I’ve been struggling to feel connected to my life. Perhaps that sounds silly, but I bet that you know what I mean. At times it feels like my entire goal is to make it through the day. Then I turn around and do it all again the next day.
It is like I am waiting for that moment when my real life starts, but this IS my real life. Do I feel this way because I’m still waiting to feel like a real grown up? Is it because there seems to be a lack of deep purpose behind preparing meals, doing laundry, and picking up toys? It is because my spiritual life needs a tune up? Or is it simply the constant level of stress that comes from having little ones?
Don’t get me wrong. I’m not depressed. I’m not sadden with my state of life. I just feel like I’ve lost my focus somewhat. I’m living day-to-day without fully embracing it.
I want to embrace each day and cling on to these moments with my little ones. I know that in a flash they will be grown and I will desperately long for a do-over.
I don’t want to live with regrets. I want to live intentionally.
So today I tried.
Our day was wide open and I decided we would make today all about enjoying the fall season. The first stop was a pumpkin patch to pick up pumpkins we will carve later today.
It was adorable. Noah was determined to pull the wagon.
Grace spent a lot of time looking closely to be sure the pumpkin she picked was perfect.
They smiled and let me take the classic we-are-at-a-pumpkin-patch-look-how-cute-we-are pictures. It was fun.
But it was also not fun.
There were too many choices and they struggled to pick a pumpkin. They cried and fussed when I pulled out my camera. They whined. They fought over who got to pull the wagon. Someone wanted two pumpkins when I said they could only pick out one.
Eventually we picked out the perfect pumpkins, bought some apple cider, and headed out to get doughnuts.

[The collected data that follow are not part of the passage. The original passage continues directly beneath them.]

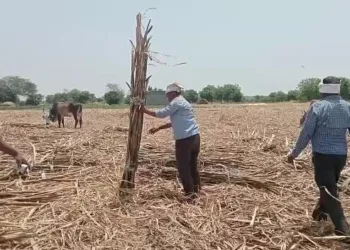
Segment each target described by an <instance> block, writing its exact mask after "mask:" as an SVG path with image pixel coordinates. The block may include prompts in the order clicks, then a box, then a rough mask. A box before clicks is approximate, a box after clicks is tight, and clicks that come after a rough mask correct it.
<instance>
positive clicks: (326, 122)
mask: <svg viewBox="0 0 350 250" xmlns="http://www.w3.org/2000/svg"><path fill="white" fill-rule="evenodd" d="M319 90H320V93H321V96H322V98H321V100H319V101H317V102H315V103H313V104H312V105H311V107H310V109H309V111H308V112H307V115H306V119H305V121H304V127H303V129H302V130H301V132H300V136H299V138H298V141H297V143H296V145H295V147H294V149H293V150H292V152H291V153H290V154H289V155H288V161H289V162H291V163H292V162H293V161H294V159H295V158H296V157H298V155H299V154H300V153H301V152H302V151H303V150H304V149H305V147H306V146H307V144H308V143H309V141H310V140H311V144H312V153H313V157H312V162H313V165H314V170H315V181H316V183H317V186H318V188H319V189H320V198H319V200H318V202H317V205H316V207H315V209H314V211H313V213H312V217H313V219H314V220H316V221H320V220H326V219H327V214H328V215H329V217H330V218H331V220H332V222H333V224H334V226H335V234H336V235H346V236H350V228H349V225H348V223H347V221H346V218H345V216H344V212H343V208H342V205H341V202H340V200H339V197H338V187H337V182H338V180H339V177H340V173H341V171H342V170H343V168H344V166H345V165H346V160H347V141H346V133H347V130H348V129H349V128H350V104H349V103H348V102H346V101H344V100H343V99H342V98H341V97H340V79H339V78H337V77H333V76H329V77H326V78H324V79H323V84H321V85H320V88H319Z"/></svg>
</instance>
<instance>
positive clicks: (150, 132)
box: [148, 128, 160, 135]
mask: <svg viewBox="0 0 350 250" xmlns="http://www.w3.org/2000/svg"><path fill="white" fill-rule="evenodd" d="M159 130H160V129H159V128H151V129H150V130H149V131H148V133H150V134H152V135H153V134H155V133H157V132H158V131H159Z"/></svg>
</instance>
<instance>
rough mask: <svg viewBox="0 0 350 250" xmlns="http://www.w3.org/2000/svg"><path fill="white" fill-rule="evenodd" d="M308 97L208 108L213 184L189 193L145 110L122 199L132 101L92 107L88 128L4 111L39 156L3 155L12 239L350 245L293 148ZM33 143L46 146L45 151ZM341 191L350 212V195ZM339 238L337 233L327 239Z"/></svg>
mask: <svg viewBox="0 0 350 250" xmlns="http://www.w3.org/2000/svg"><path fill="white" fill-rule="evenodd" d="M306 107H307V104H274V105H264V106H249V105H246V106H243V105H241V106H240V105H238V106H227V105H226V106H225V105H220V106H215V105H214V106H213V105H205V106H199V107H198V108H196V116H197V121H198V123H199V124H200V131H201V143H202V144H201V155H200V163H201V164H200V171H201V176H202V182H203V194H202V195H201V198H200V199H199V201H198V204H196V205H189V204H186V203H184V202H183V201H182V200H181V195H180V193H181V187H180V186H179V184H178V181H177V179H176V169H175V168H174V167H175V159H174V153H173V150H174V149H173V145H174V143H173V141H172V134H171V131H170V130H169V131H161V132H159V133H158V134H156V135H148V134H147V130H148V129H150V128H151V127H152V126H155V125H159V124H160V123H162V122H164V121H162V120H159V119H154V118H150V117H145V124H144V129H145V130H144V133H143V136H142V141H141V150H140V167H139V170H138V173H137V179H136V189H135V190H134V194H133V195H132V197H129V198H123V199H119V197H117V193H118V192H117V189H118V186H119V184H120V178H121V175H122V167H123V166H124V164H125V153H126V141H127V126H128V110H103V109H97V110H92V109H89V110H85V111H84V124H83V128H82V129H74V128H73V119H72V118H71V119H69V118H68V119H66V128H65V129H58V128H57V124H53V125H51V126H50V127H49V128H45V126H44V125H43V121H42V120H41V111H0V117H1V118H2V119H1V120H2V123H3V124H2V125H1V127H0V129H1V133H2V134H3V135H4V137H5V139H6V140H7V141H9V142H10V143H12V144H13V145H15V146H16V147H17V148H19V149H21V150H22V151H23V153H24V154H25V155H26V156H27V157H28V158H29V159H33V158H34V156H35V162H36V165H35V167H34V169H33V171H32V173H31V175H30V177H29V178H27V179H26V180H20V179H19V178H18V176H15V175H14V174H13V173H12V168H13V163H14V162H13V160H12V159H11V158H10V157H8V156H5V155H1V156H0V161H1V163H2V164H1V169H0V190H1V191H0V197H1V199H0V204H1V212H0V214H1V221H0V226H1V234H0V248H1V249H286V250H287V249H346V248H347V247H346V246H345V247H344V246H342V245H341V243H340V241H338V240H334V239H333V238H334V237H333V238H332V237H331V238H329V237H330V236H331V235H332V229H333V228H332V225H331V224H330V222H326V223H315V222H313V221H312V219H311V212H312V209H313V207H314V204H315V202H316V199H317V195H318V192H317V189H316V186H315V184H314V181H313V170H312V166H311V165H310V154H309V153H310V151H309V150H308V151H305V153H304V154H303V155H302V156H301V158H300V159H299V160H298V161H297V163H296V165H295V166H293V165H290V164H287V163H286V162H285V156H286V154H287V153H288V151H289V148H290V147H291V145H292V143H293V142H294V141H295V139H296V137H297V135H298V133H299V128H298V124H299V116H300V114H301V110H303V109H304V108H306ZM29 142H31V143H32V144H33V145H34V146H35V154H33V150H32V147H31V145H30V143H29ZM346 193H347V192H343V193H342V195H341V199H342V201H343V203H344V208H345V211H346V213H347V214H348V213H349V205H350V199H349V196H348V195H347V194H346ZM327 237H328V238H327Z"/></svg>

Drinking apple cider and eating doughnuts was the next autumn activity to do today.
Once home we had a lunch of apple cider, doughnuts, and cheese sticks. It wasn’t healthy and I was proud of myself for allowing them to eat doughnuts for lunch.
Then the whining started. Someone was mad that they weren’t eating a chocolate doughnut even though they had picked out blueberry. I explained that we would all split the chocolate doughnut later when we carved the pumpkins.
Later wasn’t a good enough answer. There was a lot of complaining until I put my foot down and said to knock it off.
Next up was a game of Candy Land. Look at how intentional I was being! Playing an organized game with my little ones that will teach them about colors, taking turns, and playing by the rules. I am such an awesome mom.
Until I won.
Then there were tears. Lots of tears.
Little feet storming up the stairs.
Gasping sobs and the awful words, “You don’t even love me!”
I am trying. I am really, really trying. I want to be a good mom. I want to be an intentional mom. I want to embrace the days with my little ones and cling on for dear life, but…
It is so hard.
It is hard to live with a constant level of chaos. Constantly teaching life lessons. Constantly feeling like what you offer isn’t good enough.
One pumpkin per person wasn’t enough.
Doughnuts at lunch weren’t enough.
Playing a game wasn’t enough.
And I bet that later tonight when we carve the pumpkins, somehow it won’t be enough.
Can you relate? Are my words connecting with you? I’m not unhappy with my life. I don’t regret my children for an instant. I don’t want to wish away any of this, but it is still hard.
Parenthood is hard. Intentionally living in each moment is hard. Not taking this stage of life for granted is hard. Focusing on what is right in front of us instead of the dreams that are ahead of us is hard.
But I’m willing to keep trying. Are you?